The signs popping up with the slogan "Safe and Affordable Neighborhoods Minneapolis" come in bright shades of pink, orange, yellow and blue.
The debate behind them, however, is not as cheery.
Since the signs began appearing in the city's neighborhoods — part of the Minnesota Multi Housing Association's campaign to push back against proposed city changes to how landlords could screen prospective tenants — there have been accusations of sign stealing, misinformation and racism. Meanwhile, other groups are posting fliers around the city in an attempt to counter the housing association's efforts.

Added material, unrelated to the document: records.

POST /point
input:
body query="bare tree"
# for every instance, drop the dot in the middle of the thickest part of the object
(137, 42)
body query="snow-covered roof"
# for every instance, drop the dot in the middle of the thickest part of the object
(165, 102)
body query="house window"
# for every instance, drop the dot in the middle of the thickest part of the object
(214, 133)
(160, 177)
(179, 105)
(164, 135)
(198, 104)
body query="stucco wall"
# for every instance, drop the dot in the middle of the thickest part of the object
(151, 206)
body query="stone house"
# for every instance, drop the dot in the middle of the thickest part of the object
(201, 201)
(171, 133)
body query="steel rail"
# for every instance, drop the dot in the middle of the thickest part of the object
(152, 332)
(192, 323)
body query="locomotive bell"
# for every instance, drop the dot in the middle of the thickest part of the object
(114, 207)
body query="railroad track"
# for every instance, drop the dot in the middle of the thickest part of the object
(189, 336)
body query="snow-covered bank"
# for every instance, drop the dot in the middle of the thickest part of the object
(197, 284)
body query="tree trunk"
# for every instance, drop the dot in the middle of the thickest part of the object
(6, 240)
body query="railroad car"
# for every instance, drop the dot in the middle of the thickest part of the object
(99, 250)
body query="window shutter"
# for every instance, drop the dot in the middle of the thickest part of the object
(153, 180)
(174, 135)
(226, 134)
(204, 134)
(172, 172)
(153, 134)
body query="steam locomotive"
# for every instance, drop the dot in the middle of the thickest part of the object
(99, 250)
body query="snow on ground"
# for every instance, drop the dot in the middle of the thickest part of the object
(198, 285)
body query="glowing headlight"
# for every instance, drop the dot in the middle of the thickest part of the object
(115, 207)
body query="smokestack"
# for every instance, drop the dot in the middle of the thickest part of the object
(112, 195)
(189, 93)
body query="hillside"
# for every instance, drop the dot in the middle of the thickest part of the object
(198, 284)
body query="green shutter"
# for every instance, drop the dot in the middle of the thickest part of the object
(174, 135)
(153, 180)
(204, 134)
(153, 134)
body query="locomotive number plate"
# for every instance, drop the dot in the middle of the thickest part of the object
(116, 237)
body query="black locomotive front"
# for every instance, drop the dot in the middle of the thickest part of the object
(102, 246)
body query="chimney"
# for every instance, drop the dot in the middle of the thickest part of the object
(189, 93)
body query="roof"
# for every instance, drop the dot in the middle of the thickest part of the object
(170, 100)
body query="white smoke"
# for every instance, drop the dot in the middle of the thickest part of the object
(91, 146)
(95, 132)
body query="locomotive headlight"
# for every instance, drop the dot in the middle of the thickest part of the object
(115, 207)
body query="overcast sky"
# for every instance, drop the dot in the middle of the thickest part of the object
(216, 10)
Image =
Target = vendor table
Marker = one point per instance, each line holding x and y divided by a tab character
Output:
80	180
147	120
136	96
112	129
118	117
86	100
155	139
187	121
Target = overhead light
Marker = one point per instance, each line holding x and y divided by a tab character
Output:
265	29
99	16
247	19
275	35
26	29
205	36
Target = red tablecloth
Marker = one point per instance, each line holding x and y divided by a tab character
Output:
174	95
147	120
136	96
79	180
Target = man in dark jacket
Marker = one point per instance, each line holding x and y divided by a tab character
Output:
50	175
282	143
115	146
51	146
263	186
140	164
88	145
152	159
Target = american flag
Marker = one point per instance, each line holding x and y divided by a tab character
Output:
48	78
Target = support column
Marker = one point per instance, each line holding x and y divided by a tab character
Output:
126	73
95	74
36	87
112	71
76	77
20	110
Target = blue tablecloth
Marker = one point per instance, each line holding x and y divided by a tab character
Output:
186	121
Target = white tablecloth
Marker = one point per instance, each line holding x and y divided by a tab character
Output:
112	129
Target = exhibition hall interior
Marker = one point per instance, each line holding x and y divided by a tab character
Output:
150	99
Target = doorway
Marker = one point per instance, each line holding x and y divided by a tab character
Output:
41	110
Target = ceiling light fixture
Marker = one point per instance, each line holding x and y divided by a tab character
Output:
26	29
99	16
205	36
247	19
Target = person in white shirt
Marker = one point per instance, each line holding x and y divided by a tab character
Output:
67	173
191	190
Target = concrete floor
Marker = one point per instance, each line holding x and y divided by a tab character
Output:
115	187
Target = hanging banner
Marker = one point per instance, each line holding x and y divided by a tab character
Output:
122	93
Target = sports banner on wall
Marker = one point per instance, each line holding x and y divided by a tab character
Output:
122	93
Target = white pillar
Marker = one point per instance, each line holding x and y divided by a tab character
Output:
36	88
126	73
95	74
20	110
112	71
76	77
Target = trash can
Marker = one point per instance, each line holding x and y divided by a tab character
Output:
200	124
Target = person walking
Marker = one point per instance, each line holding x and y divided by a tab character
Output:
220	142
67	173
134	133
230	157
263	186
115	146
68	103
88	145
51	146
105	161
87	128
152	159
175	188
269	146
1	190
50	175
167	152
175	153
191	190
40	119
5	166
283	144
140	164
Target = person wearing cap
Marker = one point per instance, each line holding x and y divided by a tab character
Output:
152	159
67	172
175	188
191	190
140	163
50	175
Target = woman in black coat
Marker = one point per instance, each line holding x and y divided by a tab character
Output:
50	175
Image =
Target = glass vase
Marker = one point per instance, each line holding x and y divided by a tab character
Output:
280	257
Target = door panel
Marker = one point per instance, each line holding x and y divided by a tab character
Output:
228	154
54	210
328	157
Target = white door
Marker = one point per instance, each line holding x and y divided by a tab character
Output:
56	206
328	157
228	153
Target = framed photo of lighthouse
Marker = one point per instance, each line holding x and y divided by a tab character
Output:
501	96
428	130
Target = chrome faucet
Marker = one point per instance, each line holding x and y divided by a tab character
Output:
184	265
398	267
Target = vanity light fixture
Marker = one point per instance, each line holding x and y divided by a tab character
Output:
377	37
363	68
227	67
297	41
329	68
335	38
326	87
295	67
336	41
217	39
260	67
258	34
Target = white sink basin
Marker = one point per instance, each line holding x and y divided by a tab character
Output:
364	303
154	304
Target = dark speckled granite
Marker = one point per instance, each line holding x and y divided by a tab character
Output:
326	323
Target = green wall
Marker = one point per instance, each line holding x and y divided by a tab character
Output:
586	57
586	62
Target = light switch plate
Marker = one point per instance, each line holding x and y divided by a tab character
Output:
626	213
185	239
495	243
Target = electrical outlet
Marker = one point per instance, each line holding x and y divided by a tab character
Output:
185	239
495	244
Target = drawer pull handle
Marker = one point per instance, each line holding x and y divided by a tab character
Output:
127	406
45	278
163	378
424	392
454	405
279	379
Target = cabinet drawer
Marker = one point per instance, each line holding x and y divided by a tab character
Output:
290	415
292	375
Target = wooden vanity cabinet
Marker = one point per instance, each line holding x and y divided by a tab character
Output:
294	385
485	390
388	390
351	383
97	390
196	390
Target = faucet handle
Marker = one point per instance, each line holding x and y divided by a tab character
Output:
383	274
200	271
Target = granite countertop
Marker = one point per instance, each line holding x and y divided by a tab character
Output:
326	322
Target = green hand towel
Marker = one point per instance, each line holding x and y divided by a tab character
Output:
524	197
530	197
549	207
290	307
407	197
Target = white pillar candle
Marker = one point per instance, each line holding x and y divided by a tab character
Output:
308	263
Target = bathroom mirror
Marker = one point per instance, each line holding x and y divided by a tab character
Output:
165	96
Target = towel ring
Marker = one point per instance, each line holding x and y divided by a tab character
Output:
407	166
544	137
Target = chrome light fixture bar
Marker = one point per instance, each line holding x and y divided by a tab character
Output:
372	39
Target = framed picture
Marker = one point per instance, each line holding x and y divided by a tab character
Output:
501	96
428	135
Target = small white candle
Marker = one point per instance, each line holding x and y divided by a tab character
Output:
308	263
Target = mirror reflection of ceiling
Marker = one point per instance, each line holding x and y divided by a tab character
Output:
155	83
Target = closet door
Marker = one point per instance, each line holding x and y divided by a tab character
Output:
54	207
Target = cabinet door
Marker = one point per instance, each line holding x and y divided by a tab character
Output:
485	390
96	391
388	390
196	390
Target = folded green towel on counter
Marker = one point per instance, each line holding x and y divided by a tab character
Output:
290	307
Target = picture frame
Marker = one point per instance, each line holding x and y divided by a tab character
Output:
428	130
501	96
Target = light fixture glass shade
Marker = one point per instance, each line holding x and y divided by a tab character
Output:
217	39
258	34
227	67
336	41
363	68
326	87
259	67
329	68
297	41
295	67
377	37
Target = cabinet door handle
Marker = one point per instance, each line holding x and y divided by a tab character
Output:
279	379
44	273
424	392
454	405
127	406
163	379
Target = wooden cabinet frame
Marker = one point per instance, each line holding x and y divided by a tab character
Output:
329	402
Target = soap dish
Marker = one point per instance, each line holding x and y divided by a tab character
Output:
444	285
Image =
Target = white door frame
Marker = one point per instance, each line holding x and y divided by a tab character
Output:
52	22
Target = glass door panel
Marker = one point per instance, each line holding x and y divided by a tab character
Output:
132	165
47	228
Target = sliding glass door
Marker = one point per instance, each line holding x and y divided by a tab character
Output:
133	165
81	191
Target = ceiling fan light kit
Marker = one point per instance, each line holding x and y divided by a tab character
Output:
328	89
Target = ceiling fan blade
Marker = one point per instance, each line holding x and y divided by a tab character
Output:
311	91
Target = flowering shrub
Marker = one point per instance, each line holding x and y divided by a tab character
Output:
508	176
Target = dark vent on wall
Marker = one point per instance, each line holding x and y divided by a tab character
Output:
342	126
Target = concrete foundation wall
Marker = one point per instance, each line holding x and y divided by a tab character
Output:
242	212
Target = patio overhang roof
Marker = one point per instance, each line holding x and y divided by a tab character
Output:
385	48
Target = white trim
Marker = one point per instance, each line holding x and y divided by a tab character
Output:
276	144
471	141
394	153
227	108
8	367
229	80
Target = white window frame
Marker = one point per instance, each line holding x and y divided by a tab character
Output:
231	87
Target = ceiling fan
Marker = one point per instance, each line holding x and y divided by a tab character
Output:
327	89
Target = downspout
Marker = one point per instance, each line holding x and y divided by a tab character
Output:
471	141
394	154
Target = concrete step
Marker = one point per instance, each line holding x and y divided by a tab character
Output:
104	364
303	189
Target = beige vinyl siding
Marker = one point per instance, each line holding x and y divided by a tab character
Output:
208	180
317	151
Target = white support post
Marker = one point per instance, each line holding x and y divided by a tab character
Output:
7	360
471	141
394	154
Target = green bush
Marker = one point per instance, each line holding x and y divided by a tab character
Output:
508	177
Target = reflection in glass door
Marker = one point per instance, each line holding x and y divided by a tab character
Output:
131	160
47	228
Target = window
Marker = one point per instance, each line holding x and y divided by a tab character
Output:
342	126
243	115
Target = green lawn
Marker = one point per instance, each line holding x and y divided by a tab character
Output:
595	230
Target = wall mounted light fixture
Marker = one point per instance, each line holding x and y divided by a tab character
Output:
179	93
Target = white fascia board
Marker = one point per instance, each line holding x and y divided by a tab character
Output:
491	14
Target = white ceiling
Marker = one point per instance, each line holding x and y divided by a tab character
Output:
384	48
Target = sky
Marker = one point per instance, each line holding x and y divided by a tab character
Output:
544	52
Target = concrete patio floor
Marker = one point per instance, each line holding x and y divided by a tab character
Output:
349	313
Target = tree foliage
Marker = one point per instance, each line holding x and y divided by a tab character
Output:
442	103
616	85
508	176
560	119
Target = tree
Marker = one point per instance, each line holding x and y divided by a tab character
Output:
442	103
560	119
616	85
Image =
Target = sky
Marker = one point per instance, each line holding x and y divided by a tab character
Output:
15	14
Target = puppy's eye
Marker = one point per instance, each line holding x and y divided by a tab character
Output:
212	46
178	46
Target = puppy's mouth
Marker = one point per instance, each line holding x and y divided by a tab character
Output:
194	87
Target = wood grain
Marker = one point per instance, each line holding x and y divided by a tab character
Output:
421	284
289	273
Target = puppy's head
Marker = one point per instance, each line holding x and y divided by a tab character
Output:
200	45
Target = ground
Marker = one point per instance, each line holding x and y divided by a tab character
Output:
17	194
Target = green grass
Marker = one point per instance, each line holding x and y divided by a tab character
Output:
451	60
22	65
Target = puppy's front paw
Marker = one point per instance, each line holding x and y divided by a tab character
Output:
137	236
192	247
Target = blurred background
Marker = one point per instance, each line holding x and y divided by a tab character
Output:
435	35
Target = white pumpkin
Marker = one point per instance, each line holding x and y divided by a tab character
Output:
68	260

Owen Duckworth, director of organizing and policy for the Alliance, a coalition of advocacy groups, said he has seen advertisements for the campaign on Facebook.
"Somebody could see those signs or could see these advertisements and not understand," he said. "I mean, it has the appearance of almost like a grass-roots campaign, and it's in fact just the opposite."
The campaign is the latest move property owners have made to channel their frustration over how City Council members have allegedly left them out of the housing policymaking process.
"Minneapolis is the only place where we don't have a seat at the table, and we're not listened to," says Nichol Beckstrand, president of the Minnesota Multi Housing Association. She said the negative reaction is from people who "believe we have no right to use the term 'safe and affordable.' "
"If you didn't have safe and affordable housing you wouldn't have people that wanted to rent there," Beckstrand said. "It's really ironic that they think we can't own that statement and that saying."
More than 1,000 people have signed up for the campaign's e-mail list and the association has spent more than $17,000 since May 30 on Facebook advertising, according to the social media network. Property owners have also put small postcards at tenants' doors and posters on walls.
Changing the criteria
The campaign comes ahead of a showdown over two draft ordinances co-sponsored by Council President Lisa Bender and Council Member Jeremiah Ellison.
Under one of them, property owners would be unable to deny a renter on the basis of misdemeanors more than two years old, arrests that did not result in a conviction, expunged or vacated convictions, and felony convictions if the cases are more than five years old.
Landlords could still deny an applicant with a felony conviction involving arson, racketeering, manufacturing methamphetamine and being on the sex offender registry.
The ordinance would also protect prospective renters from denials over insufficient credit history, credit scores greater than 500 and eviction judgments more than three years old.
A separate draft ordinance from Bender and Ellison would limit how much property owners can require for a security deposit.
Public hearings will likely be later this summer or fall.
Housing advocates have said the ordinances would remove barriers for prospective tenants like high security deposits.
They have also said restricting how landlords use eviction records would help people who may have had an eviction filing but paid their rent off, reached a settlement or won their case.
Duckworth said that the campaign using the phrase "safe and affordable" was "subtly dogwhistling" to spark fear of potential neighbors if the screening criteria changes. His group produced a short video informing viewers the housing association was behind the campaign.
Some tenants are also pushing back. Anonymous fliers were taped on light poles around south Minneapolis denouncing the campaign. At an apartment building in Loring Park, someone taped a small handwritten note next to a flier. "This campaign severely misrepresents City Council's proposal, which is nuanced, understanding & recognizes the unbalanced affects of our society's system's [sic] of power," the note read. It was gone by next morning.
The Minnesota Multi Housing Association has said members are frustrated over how Bender has characterized their campaign. Property owners have sent e-mails to tenants that said Minneapolis City Council is "proposing major changes to apartments and other rental property that will put residents at risk, increase costs and destabilize neighborhoods."
Bender said in a June 17 tweet that "if you get one of these e-mails, know that your landlord is trying to threaten you — we are doing all we can to stabilize rents and keep Minneapolis affordable." She also said people should get in touch with her office or Ellison's if they have questions about the ordinances.
Bender said she's not anti-landlord but "it's concerning" that the association "would misrepresent the policies that have been proposed to their tenants." She said her staff has a meeting with the group next week but she has a scheduling conflict.
"I'm concerned that landlords are not only misrepresenting the ordinances with the language that they're using, but that they are threatening to raise rents to their residents and asking tenants to come out and speak out against protections for renters," Bender said.